I want to replace my 2009 Subaru Outback with a medium SUV, my budget being $40,000-$45,000. My main requirements are safety; touring, as I average 25,000km a year; and competence off-road. I go bushwalking and end up along dirt roads, rarely hard-core, but the Outback was stretched sometimes with poor attack angle and the plastic bash plates came off. Candidates are Subaru Forester and Jeep Cherokee but I struggle to find others I’d trust off-road. I wonder also about the Forester’s continuously variable transmission. The off-road Trailhawk version of the Cherokee is expensive.
Mick Noonan, email
When SUVs were first conceived, decent off-road ability was non-negotiable. Today, medium SUVs you’d confidently take bush are in short supply. The Forester and Cherokee are the two best choices from the segment. Given the big distances you cover, there’s little point considering a ute-based large SUV. Despite their low-range hardware and go-anywhere abilities, they’re over-budget and far less comfortable on long road trips.

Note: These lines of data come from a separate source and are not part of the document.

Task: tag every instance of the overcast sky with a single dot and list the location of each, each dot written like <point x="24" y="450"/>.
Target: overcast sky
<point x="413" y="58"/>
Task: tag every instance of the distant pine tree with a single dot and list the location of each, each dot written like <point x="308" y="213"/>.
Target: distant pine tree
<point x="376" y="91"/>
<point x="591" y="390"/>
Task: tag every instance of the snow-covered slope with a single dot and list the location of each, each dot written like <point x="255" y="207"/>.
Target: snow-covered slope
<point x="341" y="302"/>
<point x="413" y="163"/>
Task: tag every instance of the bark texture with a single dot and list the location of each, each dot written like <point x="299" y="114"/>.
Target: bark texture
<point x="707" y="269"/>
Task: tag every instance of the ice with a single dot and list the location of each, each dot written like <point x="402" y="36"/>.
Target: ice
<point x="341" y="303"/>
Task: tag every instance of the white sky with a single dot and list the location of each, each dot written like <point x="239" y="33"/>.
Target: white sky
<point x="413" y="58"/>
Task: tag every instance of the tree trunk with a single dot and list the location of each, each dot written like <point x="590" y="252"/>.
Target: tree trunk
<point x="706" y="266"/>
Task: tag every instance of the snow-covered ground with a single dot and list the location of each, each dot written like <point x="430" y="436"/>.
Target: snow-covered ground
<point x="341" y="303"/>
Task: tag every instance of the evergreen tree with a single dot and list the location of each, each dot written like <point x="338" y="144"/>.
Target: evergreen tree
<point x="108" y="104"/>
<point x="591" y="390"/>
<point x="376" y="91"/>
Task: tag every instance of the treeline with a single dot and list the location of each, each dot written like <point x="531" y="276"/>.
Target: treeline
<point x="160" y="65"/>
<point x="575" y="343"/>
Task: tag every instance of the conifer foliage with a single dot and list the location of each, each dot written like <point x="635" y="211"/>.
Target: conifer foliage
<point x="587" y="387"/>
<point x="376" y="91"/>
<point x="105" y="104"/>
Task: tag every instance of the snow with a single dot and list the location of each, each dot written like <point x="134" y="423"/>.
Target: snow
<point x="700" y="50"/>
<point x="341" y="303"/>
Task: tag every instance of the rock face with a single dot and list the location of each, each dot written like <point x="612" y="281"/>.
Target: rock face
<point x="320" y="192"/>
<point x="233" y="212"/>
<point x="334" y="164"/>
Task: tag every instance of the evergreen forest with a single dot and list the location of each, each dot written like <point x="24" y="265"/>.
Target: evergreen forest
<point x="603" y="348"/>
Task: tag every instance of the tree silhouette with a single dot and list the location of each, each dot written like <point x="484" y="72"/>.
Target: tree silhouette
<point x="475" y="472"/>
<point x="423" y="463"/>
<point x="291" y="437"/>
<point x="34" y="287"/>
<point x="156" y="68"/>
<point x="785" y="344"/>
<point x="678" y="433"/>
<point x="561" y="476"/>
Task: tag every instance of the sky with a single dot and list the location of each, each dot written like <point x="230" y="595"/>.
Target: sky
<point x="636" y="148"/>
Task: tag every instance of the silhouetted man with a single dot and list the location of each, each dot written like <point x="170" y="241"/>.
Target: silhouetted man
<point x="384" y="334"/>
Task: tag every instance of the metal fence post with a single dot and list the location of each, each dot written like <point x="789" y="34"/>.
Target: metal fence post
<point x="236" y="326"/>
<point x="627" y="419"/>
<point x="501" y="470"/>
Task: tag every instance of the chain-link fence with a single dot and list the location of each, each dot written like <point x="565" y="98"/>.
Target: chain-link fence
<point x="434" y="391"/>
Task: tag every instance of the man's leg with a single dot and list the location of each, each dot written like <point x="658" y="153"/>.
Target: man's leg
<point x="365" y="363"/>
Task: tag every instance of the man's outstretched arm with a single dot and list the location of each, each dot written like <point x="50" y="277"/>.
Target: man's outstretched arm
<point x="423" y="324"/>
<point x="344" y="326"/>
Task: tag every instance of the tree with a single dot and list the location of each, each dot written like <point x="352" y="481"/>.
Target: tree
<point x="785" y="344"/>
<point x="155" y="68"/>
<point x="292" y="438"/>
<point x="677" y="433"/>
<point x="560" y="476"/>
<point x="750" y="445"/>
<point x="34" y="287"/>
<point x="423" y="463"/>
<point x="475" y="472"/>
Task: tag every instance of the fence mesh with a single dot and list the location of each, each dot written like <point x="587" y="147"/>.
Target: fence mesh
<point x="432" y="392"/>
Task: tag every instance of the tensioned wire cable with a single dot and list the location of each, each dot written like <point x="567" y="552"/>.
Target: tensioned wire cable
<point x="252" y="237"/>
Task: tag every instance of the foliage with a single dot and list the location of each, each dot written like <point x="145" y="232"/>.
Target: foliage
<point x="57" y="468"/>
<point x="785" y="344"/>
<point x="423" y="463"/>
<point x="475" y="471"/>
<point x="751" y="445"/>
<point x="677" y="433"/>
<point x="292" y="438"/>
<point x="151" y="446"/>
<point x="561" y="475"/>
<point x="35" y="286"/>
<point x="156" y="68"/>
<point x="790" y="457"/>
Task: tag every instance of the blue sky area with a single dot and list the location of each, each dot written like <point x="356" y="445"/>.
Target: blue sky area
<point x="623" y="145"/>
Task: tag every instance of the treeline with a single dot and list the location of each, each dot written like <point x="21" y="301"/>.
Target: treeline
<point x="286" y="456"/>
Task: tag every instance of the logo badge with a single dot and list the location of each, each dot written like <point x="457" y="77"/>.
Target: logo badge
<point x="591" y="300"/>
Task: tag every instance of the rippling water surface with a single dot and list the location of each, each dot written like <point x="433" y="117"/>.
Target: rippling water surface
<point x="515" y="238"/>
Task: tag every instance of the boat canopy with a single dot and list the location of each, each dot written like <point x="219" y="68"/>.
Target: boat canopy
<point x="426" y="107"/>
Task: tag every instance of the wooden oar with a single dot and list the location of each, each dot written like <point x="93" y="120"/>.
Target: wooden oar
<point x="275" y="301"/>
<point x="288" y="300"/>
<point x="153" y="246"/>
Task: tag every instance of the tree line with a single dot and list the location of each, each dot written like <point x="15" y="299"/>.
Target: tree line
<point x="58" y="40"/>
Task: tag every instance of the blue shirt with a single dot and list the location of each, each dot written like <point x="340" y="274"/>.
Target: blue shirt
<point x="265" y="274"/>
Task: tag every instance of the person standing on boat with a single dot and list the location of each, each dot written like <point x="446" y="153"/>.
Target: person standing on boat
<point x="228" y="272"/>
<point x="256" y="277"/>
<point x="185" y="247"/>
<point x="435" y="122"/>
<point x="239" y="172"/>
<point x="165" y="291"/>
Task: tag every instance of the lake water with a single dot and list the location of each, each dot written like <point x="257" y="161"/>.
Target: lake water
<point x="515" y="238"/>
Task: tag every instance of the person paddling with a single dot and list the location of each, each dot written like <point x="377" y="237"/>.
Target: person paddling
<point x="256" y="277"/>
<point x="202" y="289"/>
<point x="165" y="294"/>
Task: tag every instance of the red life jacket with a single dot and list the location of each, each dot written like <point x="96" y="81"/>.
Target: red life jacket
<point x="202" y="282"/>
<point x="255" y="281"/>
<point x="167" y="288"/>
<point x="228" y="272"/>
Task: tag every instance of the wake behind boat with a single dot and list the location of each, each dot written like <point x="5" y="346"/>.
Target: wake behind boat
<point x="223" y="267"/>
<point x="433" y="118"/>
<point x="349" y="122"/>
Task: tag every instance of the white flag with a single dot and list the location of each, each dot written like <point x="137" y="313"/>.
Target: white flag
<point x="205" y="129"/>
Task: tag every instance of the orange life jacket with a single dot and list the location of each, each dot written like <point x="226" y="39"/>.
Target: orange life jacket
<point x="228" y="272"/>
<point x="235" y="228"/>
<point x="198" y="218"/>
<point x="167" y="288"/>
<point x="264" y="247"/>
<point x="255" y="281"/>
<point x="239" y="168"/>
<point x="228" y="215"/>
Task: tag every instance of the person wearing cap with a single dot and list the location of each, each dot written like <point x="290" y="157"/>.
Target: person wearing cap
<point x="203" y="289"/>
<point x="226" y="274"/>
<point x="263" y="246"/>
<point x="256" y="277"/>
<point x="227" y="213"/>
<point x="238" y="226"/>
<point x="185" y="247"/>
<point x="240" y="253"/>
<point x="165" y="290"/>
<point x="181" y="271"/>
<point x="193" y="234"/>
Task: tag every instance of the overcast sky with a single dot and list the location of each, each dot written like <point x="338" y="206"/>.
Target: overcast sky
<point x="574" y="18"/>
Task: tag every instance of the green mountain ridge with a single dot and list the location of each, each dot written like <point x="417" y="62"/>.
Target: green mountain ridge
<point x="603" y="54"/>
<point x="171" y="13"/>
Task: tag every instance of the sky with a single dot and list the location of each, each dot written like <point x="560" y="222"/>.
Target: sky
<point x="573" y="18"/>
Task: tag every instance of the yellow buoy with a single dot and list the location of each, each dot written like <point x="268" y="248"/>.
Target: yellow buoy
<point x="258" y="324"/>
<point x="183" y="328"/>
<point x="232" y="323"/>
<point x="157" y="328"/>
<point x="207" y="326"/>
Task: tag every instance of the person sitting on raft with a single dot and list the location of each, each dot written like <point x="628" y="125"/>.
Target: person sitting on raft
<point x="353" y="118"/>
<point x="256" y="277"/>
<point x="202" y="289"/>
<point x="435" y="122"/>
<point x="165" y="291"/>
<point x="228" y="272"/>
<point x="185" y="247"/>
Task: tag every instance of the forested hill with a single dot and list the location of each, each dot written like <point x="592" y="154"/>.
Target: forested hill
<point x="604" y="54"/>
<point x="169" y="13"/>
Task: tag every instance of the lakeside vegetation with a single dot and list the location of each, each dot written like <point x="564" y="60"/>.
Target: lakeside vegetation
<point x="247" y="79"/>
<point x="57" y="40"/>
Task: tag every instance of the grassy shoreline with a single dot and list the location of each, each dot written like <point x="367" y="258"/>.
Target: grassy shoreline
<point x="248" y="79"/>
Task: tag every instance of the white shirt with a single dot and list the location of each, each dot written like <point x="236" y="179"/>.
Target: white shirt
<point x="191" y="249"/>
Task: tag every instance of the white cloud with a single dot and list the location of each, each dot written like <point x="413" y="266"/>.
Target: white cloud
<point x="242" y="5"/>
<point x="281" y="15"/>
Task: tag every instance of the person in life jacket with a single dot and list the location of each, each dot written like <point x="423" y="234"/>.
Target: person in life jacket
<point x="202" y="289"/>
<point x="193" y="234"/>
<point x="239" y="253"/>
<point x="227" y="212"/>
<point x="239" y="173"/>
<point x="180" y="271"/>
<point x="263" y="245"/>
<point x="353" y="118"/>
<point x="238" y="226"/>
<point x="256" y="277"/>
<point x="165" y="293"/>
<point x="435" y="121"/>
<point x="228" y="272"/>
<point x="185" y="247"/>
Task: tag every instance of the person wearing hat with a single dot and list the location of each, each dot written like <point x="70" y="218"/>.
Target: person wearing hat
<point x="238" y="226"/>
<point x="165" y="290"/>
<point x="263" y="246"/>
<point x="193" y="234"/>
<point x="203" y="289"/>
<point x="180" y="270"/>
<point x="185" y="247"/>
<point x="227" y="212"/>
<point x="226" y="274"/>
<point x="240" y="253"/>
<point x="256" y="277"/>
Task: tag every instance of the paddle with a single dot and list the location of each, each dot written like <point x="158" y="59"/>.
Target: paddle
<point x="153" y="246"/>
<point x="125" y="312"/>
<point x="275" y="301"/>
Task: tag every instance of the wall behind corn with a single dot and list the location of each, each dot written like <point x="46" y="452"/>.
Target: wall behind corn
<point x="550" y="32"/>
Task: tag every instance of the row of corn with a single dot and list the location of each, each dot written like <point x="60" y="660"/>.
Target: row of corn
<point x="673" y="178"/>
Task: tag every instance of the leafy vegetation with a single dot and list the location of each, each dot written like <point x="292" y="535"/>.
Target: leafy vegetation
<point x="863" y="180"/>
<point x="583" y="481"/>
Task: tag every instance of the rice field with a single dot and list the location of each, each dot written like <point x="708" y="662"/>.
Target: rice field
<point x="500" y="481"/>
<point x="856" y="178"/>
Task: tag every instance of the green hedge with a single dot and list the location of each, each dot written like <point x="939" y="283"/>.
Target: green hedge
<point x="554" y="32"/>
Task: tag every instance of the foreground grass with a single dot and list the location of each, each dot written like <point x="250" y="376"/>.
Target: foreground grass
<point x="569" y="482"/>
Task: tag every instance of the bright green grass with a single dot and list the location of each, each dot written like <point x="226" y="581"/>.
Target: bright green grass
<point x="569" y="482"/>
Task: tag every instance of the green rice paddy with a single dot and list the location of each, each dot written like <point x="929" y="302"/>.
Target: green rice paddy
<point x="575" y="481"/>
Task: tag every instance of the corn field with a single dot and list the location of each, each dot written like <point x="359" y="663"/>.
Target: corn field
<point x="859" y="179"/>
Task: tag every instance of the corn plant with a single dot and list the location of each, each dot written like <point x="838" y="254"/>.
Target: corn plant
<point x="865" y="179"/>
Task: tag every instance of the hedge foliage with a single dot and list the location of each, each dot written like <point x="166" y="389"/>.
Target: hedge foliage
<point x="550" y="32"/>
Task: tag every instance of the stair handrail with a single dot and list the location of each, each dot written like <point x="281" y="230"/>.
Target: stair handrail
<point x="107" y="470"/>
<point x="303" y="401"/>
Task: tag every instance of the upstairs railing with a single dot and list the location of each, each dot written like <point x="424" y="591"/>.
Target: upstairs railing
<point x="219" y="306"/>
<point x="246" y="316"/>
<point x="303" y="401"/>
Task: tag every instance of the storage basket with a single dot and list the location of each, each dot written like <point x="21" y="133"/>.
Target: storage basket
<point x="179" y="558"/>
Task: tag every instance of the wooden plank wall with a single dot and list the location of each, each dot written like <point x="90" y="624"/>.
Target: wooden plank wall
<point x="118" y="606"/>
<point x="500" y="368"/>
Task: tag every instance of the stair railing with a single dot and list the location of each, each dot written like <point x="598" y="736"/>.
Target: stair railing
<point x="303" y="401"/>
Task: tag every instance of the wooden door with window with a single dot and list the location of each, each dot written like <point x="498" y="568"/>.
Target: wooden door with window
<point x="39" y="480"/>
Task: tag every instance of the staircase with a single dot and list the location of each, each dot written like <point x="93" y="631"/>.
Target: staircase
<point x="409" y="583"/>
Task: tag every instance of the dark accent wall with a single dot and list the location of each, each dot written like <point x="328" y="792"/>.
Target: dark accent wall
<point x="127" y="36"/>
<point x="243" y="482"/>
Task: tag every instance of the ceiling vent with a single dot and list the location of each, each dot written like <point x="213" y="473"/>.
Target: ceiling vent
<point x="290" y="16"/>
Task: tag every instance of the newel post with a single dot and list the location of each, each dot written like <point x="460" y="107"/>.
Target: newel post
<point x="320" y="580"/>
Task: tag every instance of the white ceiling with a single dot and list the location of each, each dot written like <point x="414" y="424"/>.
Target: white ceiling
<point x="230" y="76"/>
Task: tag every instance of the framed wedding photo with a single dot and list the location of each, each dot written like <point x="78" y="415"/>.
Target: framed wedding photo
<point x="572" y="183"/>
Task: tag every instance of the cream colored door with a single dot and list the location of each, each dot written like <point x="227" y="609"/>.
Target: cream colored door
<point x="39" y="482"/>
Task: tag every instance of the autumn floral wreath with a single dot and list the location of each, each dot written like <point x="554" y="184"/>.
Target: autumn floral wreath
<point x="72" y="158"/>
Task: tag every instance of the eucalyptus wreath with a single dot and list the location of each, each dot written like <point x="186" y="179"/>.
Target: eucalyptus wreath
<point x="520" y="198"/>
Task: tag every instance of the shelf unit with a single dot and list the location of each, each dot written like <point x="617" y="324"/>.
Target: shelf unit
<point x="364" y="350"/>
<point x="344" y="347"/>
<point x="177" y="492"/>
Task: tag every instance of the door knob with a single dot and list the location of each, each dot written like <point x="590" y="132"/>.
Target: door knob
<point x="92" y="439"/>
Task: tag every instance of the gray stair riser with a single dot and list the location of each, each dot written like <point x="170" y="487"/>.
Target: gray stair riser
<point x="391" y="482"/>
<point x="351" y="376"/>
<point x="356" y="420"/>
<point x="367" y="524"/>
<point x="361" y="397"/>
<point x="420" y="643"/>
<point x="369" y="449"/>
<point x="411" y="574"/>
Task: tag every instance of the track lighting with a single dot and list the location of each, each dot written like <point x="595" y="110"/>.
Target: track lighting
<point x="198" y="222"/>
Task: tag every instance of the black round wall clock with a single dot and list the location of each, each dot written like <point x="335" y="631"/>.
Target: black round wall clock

Subaru Forester has been the benchmark medium SUV for off-road activity. Picture: Supplied.Source:Supplied
Our runner-up for Car of the Year last year, the Forester’s a cracking all-rounder. Its five-year warranty, reasonable fuel economy, full-size spare wheel and massive boot (1768L with seats folded) suit your needs and it’s impressively comfortable and quiet on long journeys, plus the CVT’s a good one. There’s excellent safety from Subaru’s EyeSight, and this grade scores side and front-view monitors to help negotiate tricky unsealed roads as well as car parks. Its 220mm ground clearance is marginally higher than your Outback’s 213mm, and the smart
X-Mode adjusts gearing and throttle on loose or slippery surfaces. If this still doesn’t cut it, aftermarket companies sell Forester skid plates and lift kits. Arm yourself with decent recovery kit and an emergency radio beacon as added security. Services are annual/12,500km, fixed price of $2387 for the first five.
The Cherokee comes with a lot of standard gear.Source:Supplied
Updated in late 2018, the Cherokee dropped its polarising looks and gained generous equipment. The Limited grade with drive-away pricing is about $5000 cheaper than a MY19 and you enjoy heated and ventilated leather seats, 8.4-inch screen, satnav, Alpine audio and strong safety suite. Its 200kW V6 makes it an unstressed cruiser, there’s plenty of surge when you ask for it but it’s less polished in corners and around town. The Selec-Terrain all-wheel drive’s a smart cookie but 185mm ground clearance is a limiting factor. That 3.2-litre with 9.8L/100km economy’s going to hurt your pocket on long trips. The five-year warranty gives assurance but there are well-reported issues with Jeep reliability. Services at 12 months/12,000km intervals are pricey, the first five costing $2650.
Skoda’s Kodiaq has mild off-road ability thanks to its low-grip surface driving mode.Source:Supplied
As off-roading mid-size SUVs are in short supply, the excellent Skoda Kodiaq from the large segment is worth comparing. It’s not cumbersomely large or heavy, looks striking, you’ll never want for space (2065L with seats folded) and it’s both comfortable and economical (7.6L/100km). Faux leather cabin, 9.2-inch screen, satnav, adaptive cruise control and five-year warranty are included but safety’s not as comprehensive. There’s an off-road mode for low-grip surfaces but ground clearance is just 187mm and its approach and departure angles are shallower than your Outback’s. It lacks a full-size spare too. Servicing, at 12 months/15,000km intervals, is expensive — the first five services add up to $2705.
The Trailhawk has serious off-road ability but most examples are budget busters.Source:Supplied
All of the above have only so much ability off-road. If you know you’ll be hitting some seriously out-there places, your sole mid-size SUV option is another Cherokee, the Trailhawk. A new one’s over budget ($51,300 drive-away) but I’ve found some dealer ex-demos for under $45,000 with just a few thousand on the clock. No leather seats but it gets off-road suspension, 221mm clearance, low-range, Rock Mode, locking rear differential, four underbody skid plates and you can option off-road tyres. It looks tough as nails, too.
The Subaru Forester is the standout option. It ticks all your boxes and hits your budget. You even have cash left over to fit aftermarket off-road bits if required.